A mid 5th century house, built on an apsis plan, has been excavated on the Plan de la Tour oppidum, near Gailhan. The walls were partly made of mud, supported by stakes, and partly of stone. A partition divided the inside into two rooms and the northern room was used as a store-room (crushed vases, burnt grains of cereals). Until today, the presence of the apsis plan, in prehistoric South Gaul, had only been attested on coast sites, precociously and intensively exposed to Hellenic influence, associated to the use of raw brick (La Monédière, near Bessan, Hérault, and Saint-Blaise, near Saint-Mitre-les-Remparts, Bouches-du-Rhône, 6th or early 5th century B.C.), thus pleading in favour of a Hellenic origin.

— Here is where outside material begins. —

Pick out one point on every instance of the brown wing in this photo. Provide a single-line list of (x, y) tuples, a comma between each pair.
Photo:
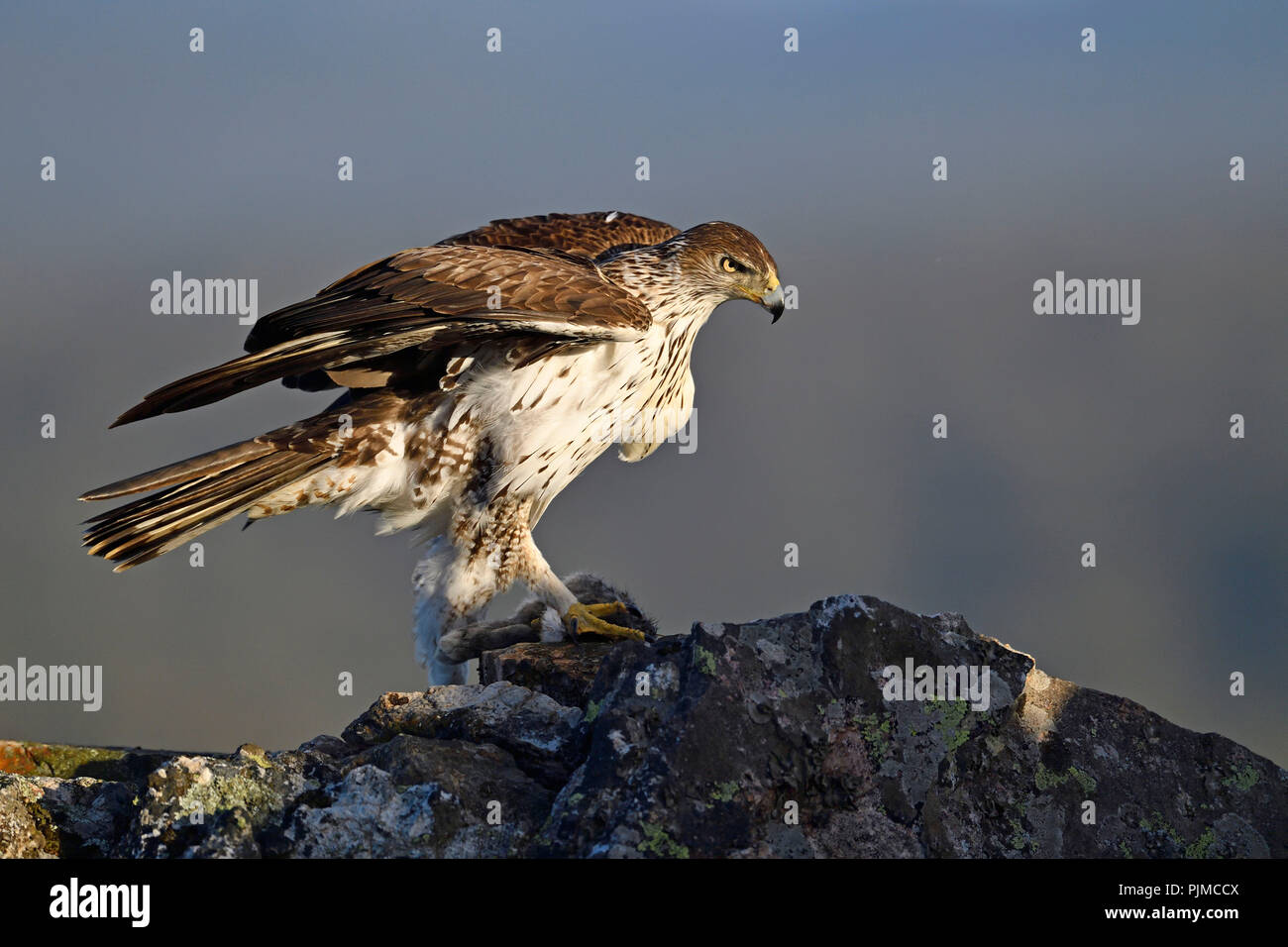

But, possibly, the Gailhan house, located in the inland of Languedoc, in an indigenous society, within the reach of the Massaliete market stream, and built according to a technology traditional of that area, has been built on an indigenous plan which was already known in Eastern Languedoc during the Chalcolithic Age, and in the inland of Gaul since the Bronze Age. That hypothesis remains to be confirmed by future excavations in South Gaul, where our knowledge of the plans of early Iron Age perishable houses is very limited, whereas the plans of Bronze Age houses are still totally unknown.